Sunrise/sunset: Up all day.
It was hard leaving Yorkshire. I left just after midday last Saturday and the last few hours were melancholy. I travelled to Gatwick on the train: a frustrating journey as I misbooked my tickets on the Trainline App and though I realised my error moments after I had done it, it couldn’t be undone. And so I walked through Leeds station and watched an almost empty train to Kings Cross leave ten minutes after I arrived there, then travelled to York, where two more trains to the same destination left before the one I was booked onto pulled in. Still, I stayed overnight in a Premier Inn near the North Terminal and set off at a civilised time on Sunday morning to fly home.

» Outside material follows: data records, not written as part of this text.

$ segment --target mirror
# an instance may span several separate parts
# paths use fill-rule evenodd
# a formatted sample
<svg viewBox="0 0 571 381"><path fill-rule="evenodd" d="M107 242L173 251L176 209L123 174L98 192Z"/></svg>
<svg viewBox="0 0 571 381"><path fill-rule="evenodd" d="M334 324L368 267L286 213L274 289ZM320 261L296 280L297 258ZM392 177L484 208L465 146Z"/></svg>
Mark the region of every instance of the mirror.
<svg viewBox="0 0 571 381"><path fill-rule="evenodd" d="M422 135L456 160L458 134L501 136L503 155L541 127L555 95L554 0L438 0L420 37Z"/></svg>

That day’s journey was somewhat hair-raising. I flew from Gatwick to Bergen, then from Bergen to Tromsø. The original plan was that John was to collect me from the airport, but as he was stuck in the UK due to the SAS strike, I planned on getting a bus from the airport to the fast boat and taking the last boat of the day, which left Tromsø at 8pm. All the connections were a bit tight, but despite a couple of delays and an almost interminable wait, while they unloaded the baggage for four planes onto the two, smallish luggage carousels in Tromsø, I arrived safely at around 10pm. Just as well as I was due in the abattoir at 6am on Monday morning. Had I not made it, I would have been faced with the interesting dilemma of which of my colleagues might be willing to take the two and a half hour drive to Tromsø at an unspecified time on a Sunday evening.
It’s been a fairly typical summer week at work. I was at the abattoir Monday to Wednesday, then on Thursday I set to, tackling the six new cases I’ve been sent. Fortunately, the abattoir is closed next week, so hopefully I will get at least half of the investigations under way then, and keep my fingers crossed that I don’t get another six in the meantime. The good news is that Gry is sacrificing some of the first week of her holiday to come out with me.
I haven’t been out and about too much this week, but Triar and I did take a tour down the pathway at the back of the house and round to the little harbour that lies near the bottom of the hill. I’ve commented before on the fact that most of the small paths are blocked in the winter due to the snow. When it’s a meter deep and regularly added to, they rapidly become impassable. But this is a land of extremes. While the long dark spell brings a blanket of white over the landscape, the light brings so much life that even the floors of dense pine forests are swathed in green. This was the path Triar and I took. The undergrowth is at shoulder height.
And here’s Triar on the harbour wall.
Of course, all that growth means there are lots of insects. In particular, I love watching the bumble bees.
The last two photos are from a trip to collect John from the airport yesterday evening. I set off for Tromsø before his plane left Oslo and before the hour and a half delay was announced, so I took my time (and a small detour) driving up. The tops of the mountains were swathed in clouds, but now and then I would catch sight of a rocky peak.
And as ever, where the mountains are so steep, there are stunning waterfalls along the roadside. Though technically today is the last day of 24 hour daylight, there was a brief period around 1am where it was definitely twilight. Due to the mountains, though the sun is still technically above the horizon, the reality is a little different.
And though it was hard leaving Yorkshire, and Mum and Dad, now I am back, I am not homesick. The week after next, I will get the keys to my new house, and then a whole new chapter will be beginning. Have a lovely week all!
2 thoughts on “The Rest is History”
ahh, the new house, the next chapter; “the path is made by walking” (Antonio Machado)
Exactly that! Nicely summed up, thanks.